Is Appropriate Physical Punishment
Harmful To A Child?
Any disciplinary measure, physical,
verbal or emotional, carried to an extreme can harm a child. Excessive scolding
and berating of a child by a parent is emotionally harmful. Excessive use of
isolation (withholding of privileges) for unreasonable periods of time can
humiliate a child and ruin the measure's effectiveness. Obviously, excessive or
indiscriminate physical punishment is harmful and abusive. However, an
appropriately administered spanking of a forewarned disobedient child is not
harmful when administered in a loving controlled manner. There is no evidence
that proper disciplinary appropriate corporal punishment is harmful to the
child. The effects of spanking depend on
the meaning the child ascribes to the spanking. In turn, this meaning depends
on the normative standards of the community, and the extent to which the child
perceives the parent as loving, responsive and committed to the child's
welfare. There are no negative correlates of appropriate corporal punishment
for youth who perceive their parents as loving and fair.
Does Appropriate Physical Punishment
Make A Child Angry With The Parents?
All forms of punishment initially
elicit a frustrated, angry response from a child. Progression of this anger is
dependent primarily upon the parent's attitude during and after the
disciplinary event, and the manner of its application. Any form of punishment
administered angrily for purposes of retribution, rather than calmly for
purposes of correction, can create anger and resentment in a child. Actually,
appropriate corporal punishment can break the escalating rage of a rebellious
child and more quickly restore the relationship between parent and child.

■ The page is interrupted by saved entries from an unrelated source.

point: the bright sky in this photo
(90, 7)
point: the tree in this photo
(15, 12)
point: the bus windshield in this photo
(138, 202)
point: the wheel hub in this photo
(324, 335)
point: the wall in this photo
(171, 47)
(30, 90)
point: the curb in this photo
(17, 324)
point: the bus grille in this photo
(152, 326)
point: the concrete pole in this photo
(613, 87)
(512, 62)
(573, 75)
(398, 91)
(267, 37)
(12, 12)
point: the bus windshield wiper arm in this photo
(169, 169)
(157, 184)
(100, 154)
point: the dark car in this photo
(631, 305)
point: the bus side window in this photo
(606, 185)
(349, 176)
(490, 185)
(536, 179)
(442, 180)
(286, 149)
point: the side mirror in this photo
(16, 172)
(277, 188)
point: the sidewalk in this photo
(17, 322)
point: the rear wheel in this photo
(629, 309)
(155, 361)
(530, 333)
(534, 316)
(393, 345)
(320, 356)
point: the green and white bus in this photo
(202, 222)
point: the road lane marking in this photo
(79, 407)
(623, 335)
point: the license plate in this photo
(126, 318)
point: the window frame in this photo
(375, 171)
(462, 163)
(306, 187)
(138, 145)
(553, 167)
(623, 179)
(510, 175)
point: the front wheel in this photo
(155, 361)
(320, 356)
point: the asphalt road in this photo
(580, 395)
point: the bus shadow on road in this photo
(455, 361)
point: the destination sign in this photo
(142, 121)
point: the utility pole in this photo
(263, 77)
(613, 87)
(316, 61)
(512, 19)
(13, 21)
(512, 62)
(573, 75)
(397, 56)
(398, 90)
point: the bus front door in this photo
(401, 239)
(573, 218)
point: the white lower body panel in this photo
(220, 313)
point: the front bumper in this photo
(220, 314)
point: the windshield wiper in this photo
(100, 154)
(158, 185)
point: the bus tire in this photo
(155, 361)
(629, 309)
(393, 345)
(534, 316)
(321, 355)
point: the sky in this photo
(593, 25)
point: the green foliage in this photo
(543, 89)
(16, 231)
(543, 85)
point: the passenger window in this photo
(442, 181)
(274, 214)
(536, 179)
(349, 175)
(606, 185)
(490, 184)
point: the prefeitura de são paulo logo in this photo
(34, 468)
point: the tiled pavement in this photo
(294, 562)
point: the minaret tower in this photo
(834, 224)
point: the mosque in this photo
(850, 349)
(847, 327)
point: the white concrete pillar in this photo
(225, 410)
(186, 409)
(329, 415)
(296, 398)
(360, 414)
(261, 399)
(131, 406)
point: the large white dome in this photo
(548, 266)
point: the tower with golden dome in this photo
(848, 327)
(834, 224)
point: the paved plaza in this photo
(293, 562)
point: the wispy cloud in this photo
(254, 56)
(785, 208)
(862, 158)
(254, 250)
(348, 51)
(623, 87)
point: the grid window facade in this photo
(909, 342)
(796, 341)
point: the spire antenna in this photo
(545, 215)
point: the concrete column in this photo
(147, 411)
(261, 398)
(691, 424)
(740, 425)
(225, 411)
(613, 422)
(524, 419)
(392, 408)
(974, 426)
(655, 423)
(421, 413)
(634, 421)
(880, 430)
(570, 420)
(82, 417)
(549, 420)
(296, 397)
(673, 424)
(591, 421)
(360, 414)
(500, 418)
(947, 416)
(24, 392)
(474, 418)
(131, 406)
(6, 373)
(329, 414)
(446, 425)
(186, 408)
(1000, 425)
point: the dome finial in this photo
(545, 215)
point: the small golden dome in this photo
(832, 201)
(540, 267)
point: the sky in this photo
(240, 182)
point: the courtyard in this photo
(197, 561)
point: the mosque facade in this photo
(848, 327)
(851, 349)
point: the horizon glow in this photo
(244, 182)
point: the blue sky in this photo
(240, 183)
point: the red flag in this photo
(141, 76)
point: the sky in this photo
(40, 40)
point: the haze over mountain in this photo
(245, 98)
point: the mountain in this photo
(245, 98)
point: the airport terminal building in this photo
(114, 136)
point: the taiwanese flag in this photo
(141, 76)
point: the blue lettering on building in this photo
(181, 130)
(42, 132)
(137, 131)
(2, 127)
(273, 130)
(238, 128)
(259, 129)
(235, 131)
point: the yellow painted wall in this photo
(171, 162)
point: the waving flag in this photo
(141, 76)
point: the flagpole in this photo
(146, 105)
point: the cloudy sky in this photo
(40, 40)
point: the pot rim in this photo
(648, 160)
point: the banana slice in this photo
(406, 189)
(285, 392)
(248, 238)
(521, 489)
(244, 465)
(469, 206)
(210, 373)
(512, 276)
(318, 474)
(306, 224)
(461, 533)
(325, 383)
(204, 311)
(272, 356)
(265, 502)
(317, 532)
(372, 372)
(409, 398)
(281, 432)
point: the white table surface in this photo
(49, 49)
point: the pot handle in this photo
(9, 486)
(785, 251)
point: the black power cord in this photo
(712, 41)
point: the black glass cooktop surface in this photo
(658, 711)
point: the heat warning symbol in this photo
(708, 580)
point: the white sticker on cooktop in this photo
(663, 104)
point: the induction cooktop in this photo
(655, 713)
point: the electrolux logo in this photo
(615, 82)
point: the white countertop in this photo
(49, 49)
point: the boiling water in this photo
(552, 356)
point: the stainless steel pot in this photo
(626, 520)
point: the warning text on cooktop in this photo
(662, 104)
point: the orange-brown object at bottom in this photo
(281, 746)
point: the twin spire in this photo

Does Appropriate Physical Punishment
Teach A Child That “Might Makes Right,” That Power And Strength Are Most
Important And That The Biggest Can Force Their Will Upon The Smallest?
Parental power is commonly exerted
in routine child rearing and appropriate physical punishment is only one
example. Other situations where power and restraint are exercised by the
average parent include:
· The
young child who insists on running from his parent in a busy shopping mall
or parking lot.
· The
toddler who refuses to sit in his car seat.
· The
young patient who refuses to lie still as a vaccination is administered, or as
a
wound is sutured.
Power and control over the child are
necessary at times to ensure safety, health and proper behaviour. Classic child
rearing studies have shown that some degree of power, assertion, and firm
control is essential for optimal child rearing. When power is exerted in the
context of love and for the child's benefit, the child will not perceive it as
bullying or demeaning.
Is Appropriate Corporal Punishment
‘Violence’?
Physical punishment, as recommended
by most medical practitioners, is not violence by definition (“exertion of
physical force so as to injure or abuse”) Parents who use appropriate physical
punishment properly do not injure or abuse their child.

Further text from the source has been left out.